I asked Mrs. Flying Dutchman if she was up for a road trip. She hemmed and hawed a bit until I told her she could just ride with me half way and then stay in Bend, OR, our first overnight spot and spend the day shopping while I drove the rest of the way to pick up the PPC. She was sold.
We left home at the crack of 7:30am and started driving north from central California. Past Sacramento and up the Central Valley. We stopped off in Williams, CA to have lunch at Granzella’s. Delicous Reuben sandwiches and nice restaurant as well as the deli where we got the sandwiches. We stayed on I-5 until we got to Weed, yes, Weed and then jumped over to US 97 and took that past Klamath Falls all the way into Bend. It was kind of a whirlwind journey.
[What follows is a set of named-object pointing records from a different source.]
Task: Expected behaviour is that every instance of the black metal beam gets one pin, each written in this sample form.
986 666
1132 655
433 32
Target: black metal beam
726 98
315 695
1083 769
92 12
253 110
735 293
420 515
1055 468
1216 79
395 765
We got to our hotel in Bend, The Hampton Inn in the Old Mill District. We had dinner and pretty much fell into bed exhausted. We did take in some sights before crashing for the night. I got up and hit the road at 4:30am the next day and didn’t get back until midnight. It was a grueling drive up to Chewalah WA which is about 30 miles north of Spokane, and about 30 miles from the Canadian border! I didn’t take many pictures. Here are a couple I managed to grab on my way up.
Cristy enjoyed her day in Bend however. Here are a few photos that she took.
So all that driving… what the heck did I come home with?
When we finally got back home we were completely exhausted but at least I know I got a great deal. Now to go over it with a fine tooth comb and make sure it’s airworthy. More to come!